There’s another family, and when the two meet the contrast between them is clear. One is white collar and wealthy, the other is blue collar and poor. One husband is an executive with no clue when to stop, even the ordeal won’t tear him away from the office, while the other runs a shabby electricians store and his motto is “save until tomorrow what you can”. The poorer family however, radiate happiness and warmth. They have two other children, and play with them constantly. Key here is a touching sentiment that essentially, money cannot buy happiness and financial security and a decent education are not superior to a loving, supportive home. Ryota’s arrogrance is clear from the start, but he develops endearingly, forming realizations about the real nature of fatherhood in an entirely plausible way. The two families begin to spend time with their own offspring, for weekends at a time. The way it unravels is fascinating, heart-rendering and at times very funny. It’s surprisingly uplifting considering the sadness that resonates through it.
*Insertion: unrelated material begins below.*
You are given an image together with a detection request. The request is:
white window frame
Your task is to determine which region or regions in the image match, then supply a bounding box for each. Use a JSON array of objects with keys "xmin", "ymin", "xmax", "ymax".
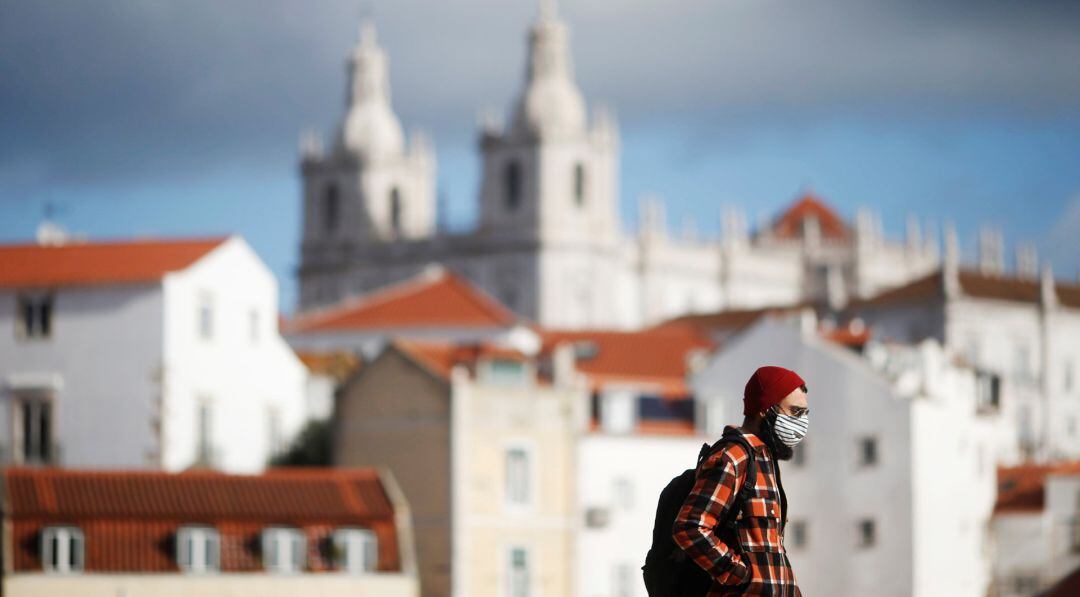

It’s unthinkable to not dissect this impossible situation, pick it apart and ponder it from all angles. Like Father, Like Son indeed does this too. It’s a substantial two hours and enough time to really explore the characters in depth with serious emotional intelligence. In fact, it could have gone on for longer and still kept the audience engrossed. The scenario isn’t black and white, of course it isn’t, and Kore-eda really excels at exploring everything inbetween; the complexity of the relationships and the shifting affectations. There are peaks and troughs, highs and lows. It’s an awful situation, but from it valuable lessons are learned. A charming and deeply impressionable film.
This review comes from a screening at the 57th BFI London Film Festival 2013 (LFF 2013).